Эти наверняка ждут. Что ж, не стоит обманывать ожиданий…
Бланк сопроводительного письма рябил десятком росчерков – многие товарищи скрепили своей подписью решение, которое предстоит исполнить сегодня. Стало быть, верное решение, ошибка исключена. Осталась последняя подпись – его, Яна Лапиньша.
Еще раз пробежал глазами список – и нахмурился, зацепившись взглядом за чье-то имя. Поколебавшись, все же поднял массивную телефонную трубку.
Молодой человек в форме офицера госбезопасности возник на пороге через несколько секунд.
– Слушаю, товарищ комиссар государственной…
– Ладно. Сегодняшних – ты готовил?
– Так точно.

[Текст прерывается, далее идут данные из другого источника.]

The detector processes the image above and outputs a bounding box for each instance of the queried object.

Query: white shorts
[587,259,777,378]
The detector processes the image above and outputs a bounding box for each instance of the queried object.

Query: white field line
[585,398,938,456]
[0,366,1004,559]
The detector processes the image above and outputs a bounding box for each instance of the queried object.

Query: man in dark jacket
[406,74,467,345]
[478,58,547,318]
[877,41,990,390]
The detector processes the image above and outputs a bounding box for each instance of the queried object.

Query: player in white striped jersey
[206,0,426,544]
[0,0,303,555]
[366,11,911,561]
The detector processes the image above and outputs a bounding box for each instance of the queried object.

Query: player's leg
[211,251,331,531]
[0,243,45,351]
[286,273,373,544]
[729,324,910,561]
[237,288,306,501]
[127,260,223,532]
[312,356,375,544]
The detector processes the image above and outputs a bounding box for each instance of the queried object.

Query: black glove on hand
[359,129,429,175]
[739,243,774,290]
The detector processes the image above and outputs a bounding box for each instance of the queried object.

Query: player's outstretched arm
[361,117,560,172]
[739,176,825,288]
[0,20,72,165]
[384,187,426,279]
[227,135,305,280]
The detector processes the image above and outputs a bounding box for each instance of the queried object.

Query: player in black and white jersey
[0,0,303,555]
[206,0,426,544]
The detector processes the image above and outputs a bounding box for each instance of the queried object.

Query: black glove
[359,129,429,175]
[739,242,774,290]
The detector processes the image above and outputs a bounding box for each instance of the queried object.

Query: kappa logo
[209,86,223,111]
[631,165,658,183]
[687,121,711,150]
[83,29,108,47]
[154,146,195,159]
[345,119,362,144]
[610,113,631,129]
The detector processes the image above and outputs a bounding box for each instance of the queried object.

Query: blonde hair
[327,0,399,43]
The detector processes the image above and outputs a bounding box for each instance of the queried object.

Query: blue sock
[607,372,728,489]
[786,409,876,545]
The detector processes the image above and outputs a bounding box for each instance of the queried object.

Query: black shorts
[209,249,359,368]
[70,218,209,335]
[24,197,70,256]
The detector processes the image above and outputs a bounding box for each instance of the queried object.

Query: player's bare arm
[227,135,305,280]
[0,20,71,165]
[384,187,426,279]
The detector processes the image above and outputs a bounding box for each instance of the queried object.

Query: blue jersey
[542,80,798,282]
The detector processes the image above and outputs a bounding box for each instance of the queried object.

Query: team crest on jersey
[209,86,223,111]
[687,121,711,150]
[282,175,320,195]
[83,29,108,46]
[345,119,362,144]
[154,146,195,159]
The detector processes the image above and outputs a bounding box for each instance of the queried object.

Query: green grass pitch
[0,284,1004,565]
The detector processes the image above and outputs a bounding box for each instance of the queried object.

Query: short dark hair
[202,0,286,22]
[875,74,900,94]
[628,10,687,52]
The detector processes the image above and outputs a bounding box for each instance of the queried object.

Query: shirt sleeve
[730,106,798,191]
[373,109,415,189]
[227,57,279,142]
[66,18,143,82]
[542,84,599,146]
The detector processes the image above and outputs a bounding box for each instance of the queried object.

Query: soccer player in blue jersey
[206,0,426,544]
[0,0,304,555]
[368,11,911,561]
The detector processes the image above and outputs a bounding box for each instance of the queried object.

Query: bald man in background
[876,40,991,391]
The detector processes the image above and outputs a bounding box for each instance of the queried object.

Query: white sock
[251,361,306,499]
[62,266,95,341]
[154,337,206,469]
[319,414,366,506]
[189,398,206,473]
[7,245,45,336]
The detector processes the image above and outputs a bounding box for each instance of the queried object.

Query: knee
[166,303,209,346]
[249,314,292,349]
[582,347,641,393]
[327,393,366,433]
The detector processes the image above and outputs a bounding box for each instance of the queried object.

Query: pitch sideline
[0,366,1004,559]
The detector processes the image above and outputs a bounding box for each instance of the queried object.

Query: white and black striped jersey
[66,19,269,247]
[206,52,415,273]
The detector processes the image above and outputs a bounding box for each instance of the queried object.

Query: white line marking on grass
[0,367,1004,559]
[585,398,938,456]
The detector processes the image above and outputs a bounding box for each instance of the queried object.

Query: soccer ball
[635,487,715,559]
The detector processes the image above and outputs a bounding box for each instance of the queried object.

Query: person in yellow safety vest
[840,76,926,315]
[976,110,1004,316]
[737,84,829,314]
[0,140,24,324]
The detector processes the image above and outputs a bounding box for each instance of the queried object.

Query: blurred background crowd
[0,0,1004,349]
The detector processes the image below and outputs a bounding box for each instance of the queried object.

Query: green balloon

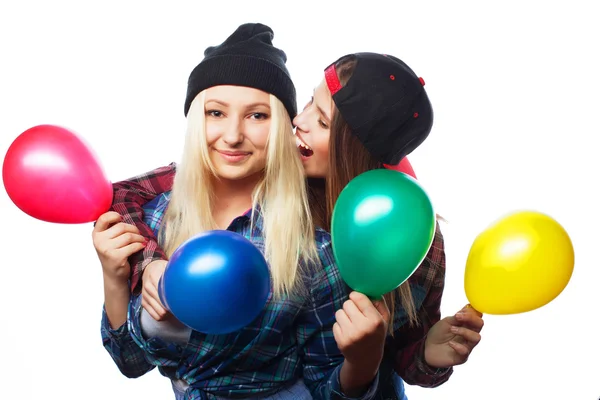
[331,169,436,298]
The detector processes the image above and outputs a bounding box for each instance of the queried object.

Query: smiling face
[294,79,333,178]
[204,86,271,180]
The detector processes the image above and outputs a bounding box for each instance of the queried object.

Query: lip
[216,150,252,163]
[295,130,313,161]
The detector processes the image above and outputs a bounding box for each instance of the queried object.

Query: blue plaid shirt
[101,192,379,400]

С майором Коняевым.
– Коняева я отправил отоспаться. А ты относительно всех в курсе?
– Разумеется, товарищ комиссар государственной..
– Да оставь ты, заладил…
– В курсе, Ян Карлович. Кто именно вас интересует?
– Меня интересует именно комбриг Раковский.
– Есть такой.
– Вижу, что есть. Я спрашиваю, что на него есть?
– Все.
В полумраке Лапиньшу показалось, в глазах подчиненного мелькнула усмешка. В общем, понятная – группе военачальников, привлекаемых теперь к ответственности, инкриминировались одни и те же преступления.
Лаконичное «все», таким образом, означало, что Раковский оказался замешан всюду.
Как, впрочем, большинство.
Все так.
Однако не повод для ухмылок – высшее руководство РККА, едва ли не в полном составе, – предатели!
Умные, опасные, коварно затаившиеся враги.
Теперь не до смеха.
– Извольте доложить по форме.
– Следствие располагает неопровержимыми доказательствами активного участия комбрига Раковского в организации и деятельности разветвленной военно-троцкистской организации, возглавляемой бывшим маршалом Тухачевским. Кстати, Ян Карлович, Раковский состоит с Тухачевским в близких дружеских отношениях. Служил под его началом в 1920-м, еще на Южном фронте. С той поры практически неразлучны. Академия РККА, Генштаб и, наконец, Поволжский округ.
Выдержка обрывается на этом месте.